By Fan Liu
Students in ME 298: “Silversmithing and Design” are able to turn their initial sketches into precious objects cast in silver through a quarter-long project.
“Silversmithing and Design” meets every Friday morning at the Product Realization Lab, a makerspace where students get the chance to use an expansive array of expensive equipment. Students are involved in every step of the creation process, while instructors provide guidance and feedback. At the end of the class, participants gain skills that range from casting techniques, such as lost-wax casting, to mastering the artistic elements of good design.
“It’s so rewarding for the students to master a process and then be able to design their own projects,” course instructor Amanda Knox Sather ’98 M.A. ’99 M.F.A. ’03 said. “We love teaching this class, and this is our 16th year we’ve had it.”
Sather teaches this class alongside instructor Sara Shaughnessy M.S. ’04 Ph.D. ’08. Shaughnessy and Sather both met in graduate school at Stanford, where they obtained an MFA in product design and a Ph.D. in mechanical engineering, respectively.
“By end of the quarter, they can design their own jewelry,” Shaughnessy said. “There are not many classes out there where students can walk away with a physical representation of work they can be proud of even 10 years after they’ve taken the class.”
Students create a simple ring for their first project. After that, students get the chance to choose their own projects. Previous projects have included functional home accessories and jewelry.
The class consists of a mix of undergraduate and graduate students. Most are product design or mechanical engineering majors, but instructors stress that no previous experience is necessary.
“The instructors are high-energy, and it’s cool how quickly we got into the material,” said Davis Born, a second-year masters student in mechanical engineering. “On the first class, we were given an assignment to make a ring. On the second week, we cast it into metal, and now we are finishing polishing it.”
Students liked developing skills in both the technical and design sides of silversmithing.

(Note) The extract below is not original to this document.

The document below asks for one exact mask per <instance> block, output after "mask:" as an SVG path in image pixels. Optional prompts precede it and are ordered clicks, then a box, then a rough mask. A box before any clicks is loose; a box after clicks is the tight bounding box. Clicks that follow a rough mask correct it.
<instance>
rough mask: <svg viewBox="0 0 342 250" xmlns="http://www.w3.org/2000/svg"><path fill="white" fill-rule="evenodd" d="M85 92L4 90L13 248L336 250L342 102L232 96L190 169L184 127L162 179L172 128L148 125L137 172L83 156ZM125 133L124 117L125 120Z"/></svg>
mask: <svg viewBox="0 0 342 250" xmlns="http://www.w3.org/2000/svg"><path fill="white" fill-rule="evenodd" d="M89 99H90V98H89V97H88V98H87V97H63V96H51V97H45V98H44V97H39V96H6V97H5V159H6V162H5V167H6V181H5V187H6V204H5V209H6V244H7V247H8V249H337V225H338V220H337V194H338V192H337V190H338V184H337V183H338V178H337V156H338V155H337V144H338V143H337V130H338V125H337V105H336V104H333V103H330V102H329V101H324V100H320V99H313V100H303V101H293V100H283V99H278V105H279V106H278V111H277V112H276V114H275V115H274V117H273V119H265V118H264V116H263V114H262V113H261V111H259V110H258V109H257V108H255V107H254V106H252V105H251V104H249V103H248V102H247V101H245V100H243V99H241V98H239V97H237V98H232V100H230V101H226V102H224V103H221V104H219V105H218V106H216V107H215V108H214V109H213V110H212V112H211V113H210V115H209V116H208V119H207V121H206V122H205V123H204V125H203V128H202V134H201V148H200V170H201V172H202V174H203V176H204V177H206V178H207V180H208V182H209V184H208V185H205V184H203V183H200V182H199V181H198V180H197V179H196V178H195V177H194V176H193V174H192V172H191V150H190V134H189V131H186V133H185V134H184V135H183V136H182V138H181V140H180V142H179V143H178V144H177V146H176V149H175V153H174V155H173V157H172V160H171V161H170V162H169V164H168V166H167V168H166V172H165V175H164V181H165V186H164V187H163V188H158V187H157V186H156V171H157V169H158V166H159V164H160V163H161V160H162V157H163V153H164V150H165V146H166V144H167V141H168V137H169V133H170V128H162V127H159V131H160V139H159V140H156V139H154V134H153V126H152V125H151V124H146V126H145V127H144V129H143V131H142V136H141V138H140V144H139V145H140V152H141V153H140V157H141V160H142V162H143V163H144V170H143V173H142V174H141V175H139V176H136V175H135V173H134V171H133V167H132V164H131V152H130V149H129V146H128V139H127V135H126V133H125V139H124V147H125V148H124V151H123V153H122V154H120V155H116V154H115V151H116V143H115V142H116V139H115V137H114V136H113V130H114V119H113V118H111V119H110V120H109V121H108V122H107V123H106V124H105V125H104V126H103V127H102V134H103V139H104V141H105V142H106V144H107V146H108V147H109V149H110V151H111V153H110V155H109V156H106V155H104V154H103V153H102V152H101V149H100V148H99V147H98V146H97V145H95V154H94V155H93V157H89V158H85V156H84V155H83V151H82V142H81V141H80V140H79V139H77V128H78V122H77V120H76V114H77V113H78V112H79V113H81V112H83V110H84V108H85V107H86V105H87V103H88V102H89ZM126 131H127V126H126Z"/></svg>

Being able to see the finished product was also a source of satisfaction for many students.
Third-year Ph.D. student Capella Kerst said, “I enjoyed physically carving and casting pieces and then seeing the project in silver. The whole process just makes me more appreciative of hand-crafted pieces.”
“Silversmithing and Design” culminates in a class show, which will take place this year on Mar. 23 at the Grove at the d.school. Students will have the opportunity to display their pieces in a gallery setting and to chat with previous class alumni about their finished projects.